Notes here iff I need ’em.

Newton-type optimization uses 2nd-order gradient information (i.e. a Hessian matrix) to solve optimiztion problems.

Can one do higher order optimisation? Of course you can, but in practice second order is already challenging, so let’s pause to examin it.

## Hessian free

Second order optimisation that does not require the Hessian matrix to be given explicitly.

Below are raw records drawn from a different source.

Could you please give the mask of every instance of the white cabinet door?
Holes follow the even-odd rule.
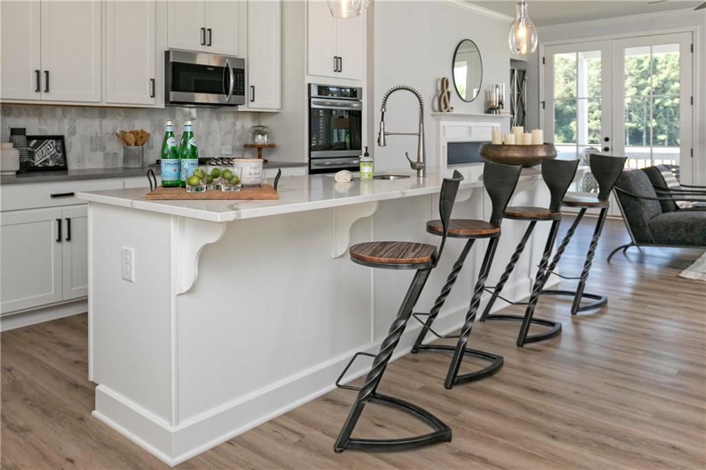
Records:
[[[100,102],[102,3],[41,5],[42,100]]]
[[[362,78],[364,19],[365,16],[361,15],[335,20],[336,55],[340,57],[336,76],[352,80]]]
[[[2,214],[0,289],[3,313],[61,300],[62,246],[61,240],[56,241],[61,222],[61,209]]]
[[[309,75],[337,77],[336,21],[325,1],[307,4],[306,62]]]
[[[40,2],[0,4],[2,42],[3,99],[40,100],[42,64],[40,59]]]
[[[282,107],[282,2],[248,2],[249,108]]]
[[[155,7],[153,0],[106,3],[107,102],[156,102]]]
[[[205,0],[167,4],[167,44],[170,49],[205,51]]]
[[[61,241],[64,300],[88,295],[88,209],[85,205],[64,209]]]

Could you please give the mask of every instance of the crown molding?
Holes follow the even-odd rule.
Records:
[[[614,16],[602,20],[587,20],[586,21],[576,21],[574,23],[564,23],[559,25],[548,25],[546,26],[537,26],[537,32],[541,34],[543,32],[561,31],[563,30],[571,30],[578,27],[591,26],[605,26],[606,25],[615,25],[625,23],[626,21],[640,21],[654,20],[664,18],[665,16],[681,16],[693,15],[693,8],[679,8],[678,10],[667,10],[666,11],[655,11],[649,13],[640,13],[639,15],[626,15],[625,16]]]
[[[472,4],[467,0],[444,0],[444,1],[460,8],[463,8],[464,10],[467,10],[468,11],[472,11],[474,13],[477,13],[487,18],[491,18],[493,20],[499,20],[500,21],[503,21],[504,23],[512,23],[513,21],[515,21],[514,16],[510,16],[508,15],[505,15],[505,13],[501,13],[499,11],[495,11],[493,10],[483,8],[482,6],[479,6],[475,4]]]

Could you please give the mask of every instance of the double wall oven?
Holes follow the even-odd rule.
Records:
[[[309,174],[358,171],[362,97],[362,88],[309,85]]]

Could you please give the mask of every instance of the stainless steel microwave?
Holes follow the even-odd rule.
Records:
[[[164,104],[237,106],[245,104],[245,59],[205,52],[164,52]]]

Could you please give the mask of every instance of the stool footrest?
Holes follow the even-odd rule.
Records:
[[[370,353],[362,352],[362,351],[357,352],[355,354],[354,354],[353,357],[351,358],[351,360],[348,361],[348,363],[343,369],[343,372],[342,372],[341,375],[338,376],[337,379],[336,379],[336,387],[337,387],[338,388],[343,388],[347,390],[355,390],[356,392],[360,392],[360,387],[353,387],[352,385],[343,385],[341,384],[341,380],[343,380],[343,376],[346,375],[346,373],[348,372],[348,369],[351,368],[351,366],[353,365],[353,363],[355,362],[356,358],[359,356],[367,356],[368,357],[372,357],[372,358],[375,357],[375,354],[371,354]]]
[[[576,296],[576,291],[547,289],[542,291],[542,293],[543,294],[548,294],[550,296],[568,296],[570,297]],[[582,312],[587,310],[594,310],[594,308],[598,308],[599,307],[601,307],[608,303],[608,297],[606,296],[601,296],[597,294],[589,294],[587,292],[584,292],[581,294],[581,299],[582,300],[584,299],[590,299],[595,301],[580,306],[578,308],[576,309],[577,312]],[[572,314],[576,315],[575,312],[572,312]]]
[[[500,313],[493,313],[492,315],[489,315],[486,317],[486,320],[497,320],[499,321],[524,321],[525,316],[522,315],[501,315]],[[558,322],[554,322],[551,320],[544,320],[544,318],[532,318],[530,320],[531,323],[535,323],[537,325],[541,325],[542,326],[549,327],[551,329],[544,333],[538,333],[537,335],[527,335],[527,338],[525,339],[525,343],[534,343],[538,341],[544,341],[544,339],[549,339],[549,338],[553,338],[561,332],[561,323]]]
[[[419,322],[423,325],[426,326],[426,323],[424,322],[424,321],[423,321],[421,318],[419,318],[419,317],[420,316],[421,317],[425,317],[425,316],[428,317],[428,316],[429,316],[429,313],[412,313],[412,316],[414,317],[414,320],[416,320],[417,321]],[[438,338],[439,339],[457,339],[458,338],[460,337],[460,336],[458,335],[440,335],[439,333],[437,333],[433,330],[432,330],[431,327],[427,327],[426,330],[428,331],[429,331],[432,335],[433,335],[434,336],[436,336],[437,338]]]
[[[456,347],[446,346],[445,344],[422,344],[419,346],[419,350],[453,354],[456,351]],[[467,383],[469,382],[475,382],[476,380],[480,380],[481,379],[484,379],[486,377],[490,377],[497,373],[498,370],[500,370],[505,362],[505,359],[502,356],[491,354],[491,353],[478,349],[465,348],[463,353],[465,354],[468,354],[469,356],[473,356],[474,357],[477,357],[479,359],[489,361],[491,363],[480,370],[456,375],[452,385],[455,385],[460,383]],[[447,388],[450,388],[450,387],[448,387]]]

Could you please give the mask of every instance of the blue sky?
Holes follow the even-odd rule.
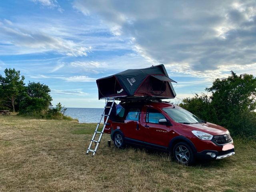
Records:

Andre Gibiansky’s example for coders.

## Stochastic

LiSSA attempts to make 2nd order gradient descent methods practical (AgBH16):

linear time stochastic second order algorithm that achieves linear convergence for typical problems in machine learning while still maintaining run-times theoretically comparable to state-of-the-art first order algorithms. This relies heavily on the special structure of the optimization problem that allows our unbiased hessian estimator to be implemented efficiently, using only vector-vector products.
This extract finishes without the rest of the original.